Sempre que a vê, o príncipe informa que não poderá lhe dar flores. “Ele nunca me dá, mas acha que sim e sempre sugere ter pratas para me presentear”, prossegue minha amiga. O nobre homem tem a fiel companhia de dois cães: Bela e Valente. Em um de seus encontros, numa tarde do tórrido verão que enfrentamos no Rio Grande do Sul, a princesa encontra somente Bela, a cachorra ao lado dele.
Explicou que “o Valente estava se virando, procurando algo para ele e para a Bela matarem, pelo menos hoje, a fome e a sede. Ele se aventura, acha que pode ajudar, mas sempre volta com o rabo entre as pernas. Já tá fora de forma". O príncipe vive da escassa ajuda de quem por ali passa e, por vezes, consegue alguns trocados como flanelinha. Minha amiga contribui sempre que pode. Para ela, o príncipe, “apesar da miséria em que se encontra nos desperta sorrisos. Isso vale ouro e prata e muito mais que flores dadas”.

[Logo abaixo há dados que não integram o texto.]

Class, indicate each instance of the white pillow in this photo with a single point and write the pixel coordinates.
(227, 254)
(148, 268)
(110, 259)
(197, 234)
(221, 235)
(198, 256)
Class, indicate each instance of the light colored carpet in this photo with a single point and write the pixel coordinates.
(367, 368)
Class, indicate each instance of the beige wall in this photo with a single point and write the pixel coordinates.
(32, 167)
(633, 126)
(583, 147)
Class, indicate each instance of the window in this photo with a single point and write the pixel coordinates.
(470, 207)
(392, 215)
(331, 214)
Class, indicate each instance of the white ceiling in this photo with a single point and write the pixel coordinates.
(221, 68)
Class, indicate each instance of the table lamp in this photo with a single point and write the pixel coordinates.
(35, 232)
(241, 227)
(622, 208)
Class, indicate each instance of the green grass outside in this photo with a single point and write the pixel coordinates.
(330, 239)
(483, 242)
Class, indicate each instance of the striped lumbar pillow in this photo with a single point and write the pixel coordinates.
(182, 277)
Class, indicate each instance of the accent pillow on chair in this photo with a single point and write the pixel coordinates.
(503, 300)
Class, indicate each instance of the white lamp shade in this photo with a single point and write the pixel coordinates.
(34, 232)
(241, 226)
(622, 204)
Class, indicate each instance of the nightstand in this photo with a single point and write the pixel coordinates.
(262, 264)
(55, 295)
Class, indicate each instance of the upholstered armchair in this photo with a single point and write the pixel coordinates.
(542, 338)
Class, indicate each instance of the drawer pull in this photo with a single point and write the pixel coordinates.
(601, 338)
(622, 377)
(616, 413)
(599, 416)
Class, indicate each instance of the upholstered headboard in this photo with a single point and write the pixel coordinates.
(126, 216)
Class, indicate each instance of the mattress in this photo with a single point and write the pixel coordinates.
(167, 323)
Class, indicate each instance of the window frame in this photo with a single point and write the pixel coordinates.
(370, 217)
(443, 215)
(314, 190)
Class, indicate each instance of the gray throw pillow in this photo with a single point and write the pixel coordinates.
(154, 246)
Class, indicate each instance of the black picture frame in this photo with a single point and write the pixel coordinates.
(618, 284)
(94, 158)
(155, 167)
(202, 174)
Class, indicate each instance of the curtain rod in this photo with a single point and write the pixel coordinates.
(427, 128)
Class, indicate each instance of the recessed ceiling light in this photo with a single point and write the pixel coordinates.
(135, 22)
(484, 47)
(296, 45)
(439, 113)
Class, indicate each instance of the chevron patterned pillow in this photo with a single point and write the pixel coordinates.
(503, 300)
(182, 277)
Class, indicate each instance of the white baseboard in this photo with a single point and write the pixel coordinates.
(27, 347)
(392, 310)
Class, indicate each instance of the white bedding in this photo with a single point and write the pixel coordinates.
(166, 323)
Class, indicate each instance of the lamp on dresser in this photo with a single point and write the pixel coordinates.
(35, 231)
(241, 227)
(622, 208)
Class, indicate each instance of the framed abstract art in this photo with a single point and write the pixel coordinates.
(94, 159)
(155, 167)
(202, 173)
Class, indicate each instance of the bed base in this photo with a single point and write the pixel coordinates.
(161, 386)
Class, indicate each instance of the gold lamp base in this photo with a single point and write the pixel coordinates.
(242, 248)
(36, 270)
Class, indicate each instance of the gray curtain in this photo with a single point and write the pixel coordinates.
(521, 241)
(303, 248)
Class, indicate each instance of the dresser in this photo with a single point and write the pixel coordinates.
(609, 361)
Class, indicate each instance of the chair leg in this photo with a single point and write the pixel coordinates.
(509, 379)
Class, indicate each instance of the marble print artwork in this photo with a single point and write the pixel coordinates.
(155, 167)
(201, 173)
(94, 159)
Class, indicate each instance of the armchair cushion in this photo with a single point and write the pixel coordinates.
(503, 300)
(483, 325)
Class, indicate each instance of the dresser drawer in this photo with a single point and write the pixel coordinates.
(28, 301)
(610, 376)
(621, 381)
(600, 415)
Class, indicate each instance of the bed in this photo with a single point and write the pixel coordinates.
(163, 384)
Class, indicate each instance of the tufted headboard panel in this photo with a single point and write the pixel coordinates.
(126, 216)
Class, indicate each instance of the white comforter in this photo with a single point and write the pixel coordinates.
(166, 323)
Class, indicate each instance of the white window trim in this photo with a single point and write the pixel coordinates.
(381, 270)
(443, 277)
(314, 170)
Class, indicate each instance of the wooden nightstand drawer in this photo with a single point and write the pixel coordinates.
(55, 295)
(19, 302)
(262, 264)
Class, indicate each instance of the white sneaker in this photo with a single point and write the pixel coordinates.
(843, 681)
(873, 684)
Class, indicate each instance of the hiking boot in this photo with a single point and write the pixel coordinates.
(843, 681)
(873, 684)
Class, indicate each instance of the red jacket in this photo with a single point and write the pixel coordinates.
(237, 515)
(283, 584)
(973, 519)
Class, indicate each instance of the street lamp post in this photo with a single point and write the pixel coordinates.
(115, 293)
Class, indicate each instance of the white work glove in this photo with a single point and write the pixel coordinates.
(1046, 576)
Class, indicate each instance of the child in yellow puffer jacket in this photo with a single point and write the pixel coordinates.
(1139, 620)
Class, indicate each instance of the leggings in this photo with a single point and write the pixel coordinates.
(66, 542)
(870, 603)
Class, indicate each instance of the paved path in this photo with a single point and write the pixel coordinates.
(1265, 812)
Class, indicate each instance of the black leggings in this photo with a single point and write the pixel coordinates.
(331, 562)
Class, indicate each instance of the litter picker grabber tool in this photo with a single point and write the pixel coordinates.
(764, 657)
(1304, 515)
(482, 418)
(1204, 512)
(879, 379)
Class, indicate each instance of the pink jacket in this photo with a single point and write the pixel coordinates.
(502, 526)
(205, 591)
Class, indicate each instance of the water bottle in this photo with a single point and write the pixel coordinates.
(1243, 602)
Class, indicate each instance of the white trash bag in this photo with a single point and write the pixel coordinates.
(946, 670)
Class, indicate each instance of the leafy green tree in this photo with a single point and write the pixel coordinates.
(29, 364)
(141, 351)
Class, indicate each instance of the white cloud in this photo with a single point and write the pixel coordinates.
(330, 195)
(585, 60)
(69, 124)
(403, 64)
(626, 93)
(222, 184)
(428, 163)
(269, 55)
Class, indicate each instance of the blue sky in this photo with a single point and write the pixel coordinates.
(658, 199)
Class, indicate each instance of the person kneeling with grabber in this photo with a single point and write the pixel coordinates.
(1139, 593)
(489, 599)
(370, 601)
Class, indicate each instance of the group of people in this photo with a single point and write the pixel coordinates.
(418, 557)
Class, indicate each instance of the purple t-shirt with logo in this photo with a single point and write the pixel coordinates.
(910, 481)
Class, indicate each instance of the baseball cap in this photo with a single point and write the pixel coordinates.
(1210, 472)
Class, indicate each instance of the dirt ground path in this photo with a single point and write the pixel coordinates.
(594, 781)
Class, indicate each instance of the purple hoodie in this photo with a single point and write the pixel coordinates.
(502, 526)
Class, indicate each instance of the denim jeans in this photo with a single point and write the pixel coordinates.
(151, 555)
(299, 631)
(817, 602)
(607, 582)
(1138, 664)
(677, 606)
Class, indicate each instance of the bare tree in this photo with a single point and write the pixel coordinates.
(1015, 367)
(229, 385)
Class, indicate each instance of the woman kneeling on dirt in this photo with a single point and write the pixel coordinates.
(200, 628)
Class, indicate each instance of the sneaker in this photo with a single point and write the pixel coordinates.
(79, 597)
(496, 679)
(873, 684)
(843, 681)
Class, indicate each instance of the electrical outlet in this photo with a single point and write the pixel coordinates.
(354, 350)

Chegamos ao outono e minha amiga envia uma fotografia do Príncipe em seu castelo a céu aberto. Ele dorme sob uma marquise. Tem a dura calçada como colchão e uma pequena trouxa com seus raros pertences por travesseiro. Ao lado, quem tem o privilégio de deitar em camas macias – espumas do que um dia foi um colchão – e até mesmo uma singela coberta? Bela e Valente, os companheiros de destino.
O Príncipe, assim como mais de mil outros moradores nas ruas de Porto Alegre, poderia pleitear uma das vagas nos abrigos. Mas a garantia de duas refeições, banho, cama e cobertas para passar a noite não o entusiasma.
Nos abrigos não é permitida a entrada dos animais de estimação. Teriam que ficar amarrados à cerca ou aguardar na marquise pela volta do amigo. A humanidade do Príncipe da minha amiga é feita de dignidade, flores imaginárias e carinho com seus companheiros de jornada.
Mais uma estação do ano se aproxima. Neste Inverno, o que faremos pelos príncipes das calçadas das cidades?